Ca fait des semaines que les préfets et les anciens-RG font remonter des notes place Beauvau sur l'apparition de listes communautaristes aux municipales, dans le Nord-Pas-de-Calais, le sud de la France, la banlieue parisienne. C'est un phénomène qui date déjà des municipales de 2008, mais qui se consolide. Et le problème, c'est que parler de ça quand on est un homme de gauche, c'est carrément tabou. Même quand on s'appelle Manuel Valls et qu'on a été maire d'une ville de banlieue parisienne comme Evry.

Jusqu'ici donc, le vote communautaire, c'est plutôt des élus de droite, voire carrément d'extrême droite, qui en ont parlé. J'ai d'ailleurs retrouvé dans mes petits carnets ce qu'en disait Nicolas Sarkozy en "off" pendant la dernière campagne présidentielle. Je vous livre ses propos tels quels, mais je vous préviens, ça décape un peu : « quand on voit les sondages sur ce que voteraient nos compatriotes musulmans, on n'a vraiment pas envie de généraliser le droit de vote aux étrangers. Ca voudrait dire qu'on aurait dans certaines villes de banlieue des élections municipales qui se feraient sur: faut-il une mosquée ou pas ? » Manuel Valls, aujourd'hui, n'est pas loin de penser exactement la même chose !

Dans ce contexte, François Hollande n'est pas prêt d'accorder le droit de vote aux étrangers. C'était sa promesse numéro 50 : donner le droit de vote aux élections locales aux étrangers résidant en France depuis plus de cinq ans. Il y a six mois, le Président avait promis de soumettre enfin cette grande réforme au Parlement, mais après les municipales de 2014.

Le problème c'est qu'il a bien compris que, dans le climat actuel, c'est de la dynamite ! Et vous remarquerez d'ailleurs qu'à gauche, à l'exception des Verts, plus personne ne le réclame, comme si le Parti socialiste avait compris que ce serait faire à Marine Le Pen un cadeau sur un plateau d'argent.

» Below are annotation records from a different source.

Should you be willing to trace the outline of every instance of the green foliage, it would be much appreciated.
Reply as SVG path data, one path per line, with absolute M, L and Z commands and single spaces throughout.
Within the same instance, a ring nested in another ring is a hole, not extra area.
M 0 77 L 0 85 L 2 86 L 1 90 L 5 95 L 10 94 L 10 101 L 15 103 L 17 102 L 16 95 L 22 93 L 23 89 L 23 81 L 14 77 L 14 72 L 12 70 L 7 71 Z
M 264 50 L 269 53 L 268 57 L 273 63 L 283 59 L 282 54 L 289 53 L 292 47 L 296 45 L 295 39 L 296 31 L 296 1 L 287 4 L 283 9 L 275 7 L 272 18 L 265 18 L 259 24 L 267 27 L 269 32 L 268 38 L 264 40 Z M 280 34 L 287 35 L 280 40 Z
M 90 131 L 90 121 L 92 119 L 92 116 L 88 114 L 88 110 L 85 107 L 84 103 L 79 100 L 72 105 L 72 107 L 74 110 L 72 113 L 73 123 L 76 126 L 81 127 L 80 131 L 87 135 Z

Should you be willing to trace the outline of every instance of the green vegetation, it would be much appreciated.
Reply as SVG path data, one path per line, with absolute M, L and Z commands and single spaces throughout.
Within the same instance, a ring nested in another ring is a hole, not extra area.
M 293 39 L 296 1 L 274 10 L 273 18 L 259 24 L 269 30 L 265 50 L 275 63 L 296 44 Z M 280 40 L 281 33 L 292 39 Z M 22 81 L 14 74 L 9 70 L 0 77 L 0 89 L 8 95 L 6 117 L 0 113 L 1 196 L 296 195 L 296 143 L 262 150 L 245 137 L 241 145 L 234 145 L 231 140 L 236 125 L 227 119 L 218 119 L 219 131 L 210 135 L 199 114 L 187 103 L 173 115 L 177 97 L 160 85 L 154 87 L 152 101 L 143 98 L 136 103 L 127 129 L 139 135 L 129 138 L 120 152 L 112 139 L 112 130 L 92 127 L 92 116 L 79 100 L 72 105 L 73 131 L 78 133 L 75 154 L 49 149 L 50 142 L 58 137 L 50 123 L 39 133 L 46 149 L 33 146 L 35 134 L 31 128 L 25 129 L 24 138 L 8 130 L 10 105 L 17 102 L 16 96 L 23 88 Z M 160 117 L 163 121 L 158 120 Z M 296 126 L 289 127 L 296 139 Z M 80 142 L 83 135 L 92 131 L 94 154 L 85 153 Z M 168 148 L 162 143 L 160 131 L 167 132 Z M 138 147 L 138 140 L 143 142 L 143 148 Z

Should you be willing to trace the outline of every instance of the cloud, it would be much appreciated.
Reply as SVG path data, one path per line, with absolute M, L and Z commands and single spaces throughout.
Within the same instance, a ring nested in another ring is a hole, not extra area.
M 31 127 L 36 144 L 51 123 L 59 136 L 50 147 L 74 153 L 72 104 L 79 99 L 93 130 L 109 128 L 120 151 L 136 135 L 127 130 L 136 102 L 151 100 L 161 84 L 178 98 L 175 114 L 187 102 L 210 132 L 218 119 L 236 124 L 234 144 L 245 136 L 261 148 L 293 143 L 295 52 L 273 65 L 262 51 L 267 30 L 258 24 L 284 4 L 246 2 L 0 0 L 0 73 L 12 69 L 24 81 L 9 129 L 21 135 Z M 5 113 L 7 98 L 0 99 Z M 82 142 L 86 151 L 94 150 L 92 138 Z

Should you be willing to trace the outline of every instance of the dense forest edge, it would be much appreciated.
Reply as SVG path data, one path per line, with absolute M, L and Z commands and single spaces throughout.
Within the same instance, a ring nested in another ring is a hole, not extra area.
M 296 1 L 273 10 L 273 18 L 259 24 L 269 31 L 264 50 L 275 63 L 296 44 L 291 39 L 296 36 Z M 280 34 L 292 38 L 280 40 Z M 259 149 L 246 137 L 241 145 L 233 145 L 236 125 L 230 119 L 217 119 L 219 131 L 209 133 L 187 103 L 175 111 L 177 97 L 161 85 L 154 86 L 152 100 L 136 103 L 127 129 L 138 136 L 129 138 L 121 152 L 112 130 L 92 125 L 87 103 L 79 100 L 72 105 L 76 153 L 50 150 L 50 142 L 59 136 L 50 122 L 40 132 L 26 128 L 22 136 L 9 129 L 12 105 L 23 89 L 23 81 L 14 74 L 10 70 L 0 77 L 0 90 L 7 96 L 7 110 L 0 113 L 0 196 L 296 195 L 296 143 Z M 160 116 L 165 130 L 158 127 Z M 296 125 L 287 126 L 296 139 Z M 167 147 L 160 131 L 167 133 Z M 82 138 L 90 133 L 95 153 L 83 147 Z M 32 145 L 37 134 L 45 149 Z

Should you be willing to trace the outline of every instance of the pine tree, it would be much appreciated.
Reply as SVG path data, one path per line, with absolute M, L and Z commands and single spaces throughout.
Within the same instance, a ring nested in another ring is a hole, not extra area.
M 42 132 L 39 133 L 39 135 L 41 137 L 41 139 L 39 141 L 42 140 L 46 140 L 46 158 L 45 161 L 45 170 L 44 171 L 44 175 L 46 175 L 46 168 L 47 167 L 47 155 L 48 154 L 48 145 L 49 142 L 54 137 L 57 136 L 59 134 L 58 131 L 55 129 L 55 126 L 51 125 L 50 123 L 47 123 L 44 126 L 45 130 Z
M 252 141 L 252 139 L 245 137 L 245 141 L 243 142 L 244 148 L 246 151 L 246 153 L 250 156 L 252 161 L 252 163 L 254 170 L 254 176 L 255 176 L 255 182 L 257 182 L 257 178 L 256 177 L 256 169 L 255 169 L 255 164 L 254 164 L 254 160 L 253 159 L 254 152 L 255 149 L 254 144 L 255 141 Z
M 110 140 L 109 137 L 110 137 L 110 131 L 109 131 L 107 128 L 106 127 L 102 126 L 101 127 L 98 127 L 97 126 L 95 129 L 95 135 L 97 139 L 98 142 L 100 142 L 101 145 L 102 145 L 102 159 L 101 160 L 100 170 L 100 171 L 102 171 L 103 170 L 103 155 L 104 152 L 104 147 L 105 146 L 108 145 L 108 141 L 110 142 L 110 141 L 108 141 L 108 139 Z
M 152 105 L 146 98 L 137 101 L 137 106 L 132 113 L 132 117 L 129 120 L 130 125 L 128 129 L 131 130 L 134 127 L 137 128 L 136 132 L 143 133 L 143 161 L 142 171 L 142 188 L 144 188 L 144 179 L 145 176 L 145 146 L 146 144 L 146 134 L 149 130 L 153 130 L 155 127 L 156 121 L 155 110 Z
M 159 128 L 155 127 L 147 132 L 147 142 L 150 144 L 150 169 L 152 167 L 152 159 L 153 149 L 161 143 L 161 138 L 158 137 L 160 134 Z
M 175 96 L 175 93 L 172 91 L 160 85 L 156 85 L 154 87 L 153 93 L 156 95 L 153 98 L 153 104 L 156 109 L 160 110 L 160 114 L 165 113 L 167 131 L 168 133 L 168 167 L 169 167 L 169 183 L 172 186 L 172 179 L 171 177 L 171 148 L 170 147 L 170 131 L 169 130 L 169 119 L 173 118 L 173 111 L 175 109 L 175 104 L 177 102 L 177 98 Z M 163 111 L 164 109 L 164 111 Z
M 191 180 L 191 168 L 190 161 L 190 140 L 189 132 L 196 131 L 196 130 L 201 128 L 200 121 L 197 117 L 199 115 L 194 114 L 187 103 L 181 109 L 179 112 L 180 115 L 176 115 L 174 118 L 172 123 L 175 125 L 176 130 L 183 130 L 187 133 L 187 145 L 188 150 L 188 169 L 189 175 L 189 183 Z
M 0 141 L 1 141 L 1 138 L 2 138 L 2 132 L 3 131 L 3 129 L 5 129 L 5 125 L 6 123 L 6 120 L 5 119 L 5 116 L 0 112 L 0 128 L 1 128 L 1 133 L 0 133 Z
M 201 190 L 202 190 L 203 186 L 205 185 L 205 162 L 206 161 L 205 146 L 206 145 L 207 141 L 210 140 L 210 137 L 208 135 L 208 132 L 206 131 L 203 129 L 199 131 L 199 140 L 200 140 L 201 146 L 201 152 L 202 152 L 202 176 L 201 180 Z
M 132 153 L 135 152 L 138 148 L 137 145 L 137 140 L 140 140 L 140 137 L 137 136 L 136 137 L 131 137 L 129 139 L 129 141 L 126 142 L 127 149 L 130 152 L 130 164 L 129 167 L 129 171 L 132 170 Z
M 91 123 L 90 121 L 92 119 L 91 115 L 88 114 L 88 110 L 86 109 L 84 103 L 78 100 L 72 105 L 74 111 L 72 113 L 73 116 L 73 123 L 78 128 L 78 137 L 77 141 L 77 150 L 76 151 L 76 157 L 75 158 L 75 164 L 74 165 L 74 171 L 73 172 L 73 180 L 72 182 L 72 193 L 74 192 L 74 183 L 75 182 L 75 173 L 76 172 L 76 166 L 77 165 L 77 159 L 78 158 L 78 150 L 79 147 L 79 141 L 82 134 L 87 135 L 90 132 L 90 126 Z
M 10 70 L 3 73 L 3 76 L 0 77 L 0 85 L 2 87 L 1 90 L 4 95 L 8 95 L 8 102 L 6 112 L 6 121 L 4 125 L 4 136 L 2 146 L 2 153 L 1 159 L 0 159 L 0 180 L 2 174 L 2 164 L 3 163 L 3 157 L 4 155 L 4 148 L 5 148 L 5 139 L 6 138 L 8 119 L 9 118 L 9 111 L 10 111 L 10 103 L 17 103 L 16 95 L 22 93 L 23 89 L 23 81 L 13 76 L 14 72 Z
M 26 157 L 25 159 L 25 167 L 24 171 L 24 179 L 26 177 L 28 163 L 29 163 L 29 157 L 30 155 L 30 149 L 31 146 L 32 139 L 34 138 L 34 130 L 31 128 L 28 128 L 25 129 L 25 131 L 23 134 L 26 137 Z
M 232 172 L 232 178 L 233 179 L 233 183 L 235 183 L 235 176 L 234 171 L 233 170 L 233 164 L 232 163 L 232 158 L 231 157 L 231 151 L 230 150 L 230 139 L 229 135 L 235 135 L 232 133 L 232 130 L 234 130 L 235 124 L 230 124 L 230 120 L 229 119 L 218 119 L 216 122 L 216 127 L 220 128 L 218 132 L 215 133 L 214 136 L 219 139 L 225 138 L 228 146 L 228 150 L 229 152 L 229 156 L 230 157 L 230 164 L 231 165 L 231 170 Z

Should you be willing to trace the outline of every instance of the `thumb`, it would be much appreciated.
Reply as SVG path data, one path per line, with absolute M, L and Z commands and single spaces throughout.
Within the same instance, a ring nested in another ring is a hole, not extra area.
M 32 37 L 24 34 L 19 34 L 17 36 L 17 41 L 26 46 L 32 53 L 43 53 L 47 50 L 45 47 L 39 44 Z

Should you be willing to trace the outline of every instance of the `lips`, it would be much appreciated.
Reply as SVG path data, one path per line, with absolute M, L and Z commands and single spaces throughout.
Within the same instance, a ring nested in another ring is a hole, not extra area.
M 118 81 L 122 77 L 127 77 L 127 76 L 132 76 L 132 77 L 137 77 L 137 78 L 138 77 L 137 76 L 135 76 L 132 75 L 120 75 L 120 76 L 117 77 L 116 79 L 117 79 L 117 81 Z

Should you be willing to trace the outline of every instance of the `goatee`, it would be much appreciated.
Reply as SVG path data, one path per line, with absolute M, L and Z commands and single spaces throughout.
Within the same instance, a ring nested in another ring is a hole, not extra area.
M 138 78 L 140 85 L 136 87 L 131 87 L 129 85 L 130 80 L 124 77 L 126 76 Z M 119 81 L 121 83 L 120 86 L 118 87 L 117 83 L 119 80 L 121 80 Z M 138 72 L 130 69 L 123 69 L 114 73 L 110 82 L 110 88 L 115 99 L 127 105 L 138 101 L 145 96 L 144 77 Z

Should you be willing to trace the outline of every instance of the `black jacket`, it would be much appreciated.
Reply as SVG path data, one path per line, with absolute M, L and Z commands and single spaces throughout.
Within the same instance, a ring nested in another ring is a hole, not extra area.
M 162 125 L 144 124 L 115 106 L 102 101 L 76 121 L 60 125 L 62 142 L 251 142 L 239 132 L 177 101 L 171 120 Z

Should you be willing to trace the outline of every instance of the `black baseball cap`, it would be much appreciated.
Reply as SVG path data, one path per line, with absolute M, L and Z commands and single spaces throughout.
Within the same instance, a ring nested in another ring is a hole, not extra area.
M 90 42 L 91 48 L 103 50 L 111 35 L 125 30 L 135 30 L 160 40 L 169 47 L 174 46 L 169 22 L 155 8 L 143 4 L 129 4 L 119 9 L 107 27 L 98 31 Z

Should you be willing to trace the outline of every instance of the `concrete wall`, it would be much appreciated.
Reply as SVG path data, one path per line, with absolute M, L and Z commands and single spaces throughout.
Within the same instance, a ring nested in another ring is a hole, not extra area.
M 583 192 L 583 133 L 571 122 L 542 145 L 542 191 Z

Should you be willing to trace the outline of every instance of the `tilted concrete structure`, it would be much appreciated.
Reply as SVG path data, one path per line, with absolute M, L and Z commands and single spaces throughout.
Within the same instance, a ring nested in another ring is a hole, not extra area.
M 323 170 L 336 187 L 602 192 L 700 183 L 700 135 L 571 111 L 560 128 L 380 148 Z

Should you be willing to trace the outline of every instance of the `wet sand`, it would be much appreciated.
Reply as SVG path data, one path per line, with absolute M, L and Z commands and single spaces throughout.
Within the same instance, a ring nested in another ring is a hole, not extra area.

On verra ce que dira François Hollande lors de sa prochaine conférence de presse avant Noël, mais on peut déjà parier que sa promesse ne verra jamais le jour. En tout cas, s'il veut le faire, le Président devra d'abord rouler sur le corps de Manuel Valls, qui ne veut pas en entendre parler. Vous savez ce que dit le « premier flic de France » ? « Le droit de vote des étrangers, c'est un totem mort ».